Dr Nobre, este é o nome do homem que mudou a minha vida...


Eu estava atrasado para pegar o trem na Central do Brasil, no Rio de Janeiro. Eu morava em Mem de Sá mas tinha aula particular de português e matemática com o excelente professor Luciano em Cascadura. Na época isso significava pegar um bonde e depois um trem, mas valia a pena, pois eu estava focado em conseguir a aprovação no concurso interno da Marinha.


Corri para pegar literalmente o bonde andando, mas infelizmente na hora de segurar no balaústre, ele rodou e eu caí. Senti uma enorme pancada. Era a roda do bonde batendo no meu pé. Quando olhei, vi que o meu calcanhar tinha praticamente deixado de existir, estava puro osso.

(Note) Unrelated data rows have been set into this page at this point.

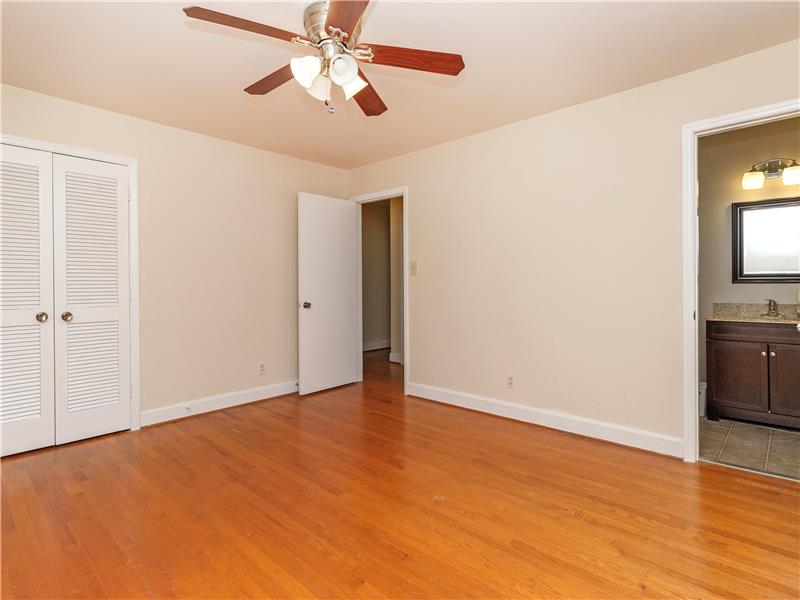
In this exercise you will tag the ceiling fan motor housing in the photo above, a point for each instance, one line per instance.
(314, 19)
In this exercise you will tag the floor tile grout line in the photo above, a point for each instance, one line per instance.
(769, 446)
(725, 441)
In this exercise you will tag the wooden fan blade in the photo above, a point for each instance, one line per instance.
(345, 14)
(368, 99)
(270, 82)
(444, 63)
(212, 16)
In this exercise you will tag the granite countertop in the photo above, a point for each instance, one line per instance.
(752, 319)
(753, 313)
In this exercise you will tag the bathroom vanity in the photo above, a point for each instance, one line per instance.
(753, 370)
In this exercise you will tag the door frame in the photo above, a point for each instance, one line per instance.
(133, 247)
(375, 197)
(690, 134)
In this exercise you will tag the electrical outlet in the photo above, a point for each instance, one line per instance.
(510, 383)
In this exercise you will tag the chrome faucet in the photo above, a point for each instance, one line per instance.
(772, 309)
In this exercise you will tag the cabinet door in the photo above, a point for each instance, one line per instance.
(784, 379)
(738, 374)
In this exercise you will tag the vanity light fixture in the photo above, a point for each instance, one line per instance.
(786, 168)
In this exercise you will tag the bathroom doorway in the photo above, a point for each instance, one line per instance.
(748, 350)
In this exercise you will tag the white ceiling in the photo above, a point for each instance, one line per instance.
(522, 59)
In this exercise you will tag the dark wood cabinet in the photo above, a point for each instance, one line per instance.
(754, 371)
(784, 379)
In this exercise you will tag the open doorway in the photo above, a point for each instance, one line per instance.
(382, 291)
(749, 298)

Quando a ambulância chegou, ela me levou para o hospital do estado, lá recebi a notícia que os médicos queriam amputar a minha perna. Foi um choque! Eu tinha sido remador do Flamengo e era um lutador, parceiro de treino (sparing) de Carlson Gracie, na academia Gracie de jiu jitsu! Como assim, amputar minha perna?


Antes de autorizar a amputação, pedi para ser transferido para o hospital da Marinha. Quando a ambulância de lá chegou, senti um alívio, mas claro, ainda com muito receio do que poderia estar por vir.


Fiquei internado por vários dias. Em uma das visitas dos médicos, um deles, o Dr. Nobre mandou que eu levantasse e desse uma caminhada. Quando as veias apareceram e voltaram a circular, ele, conversando com outro médico, disse: ele ficará bom! Tá vendo se eu tivesse amputado a perna dele?


Aquele capitão tinha salvado a minha perna! Enquanto os outros tinham desistido de tentar e queriam ir direto para a saída mais comum, ele ousou pensar e agir de forma diferente, receitou penicilina a cada três horas.


A atitude do ortopedista, digna de seu nome, fez eu ter a chance de poder batalhar novamente pelos meus sonhos, pois mesmo internado eu continuava estudando para o concurso interno da marinha. O meu medo era eu não estar recuperado até o dia da prova.


Porém tive a grata notícia de saber que a prova que seria em outubro ou novembro foi transferida para janeiro. Com isso eu teria condições de estar recuperado.


Tive novamente a chance de batalhar pelos meus objetivos e não a desperdicei! Consegui ser aprovado.


Até hoje, lembro daquele diálogo entre os médicos.


Sou grato ao Dr. Nobre, por ter sido um profissional diferenciado, que permitiu ouvir críticas, palavras de desânimo, conselhos para desistir, mas que, para o meu bem, se fez de surdo e continuou a persistir no que acreditava.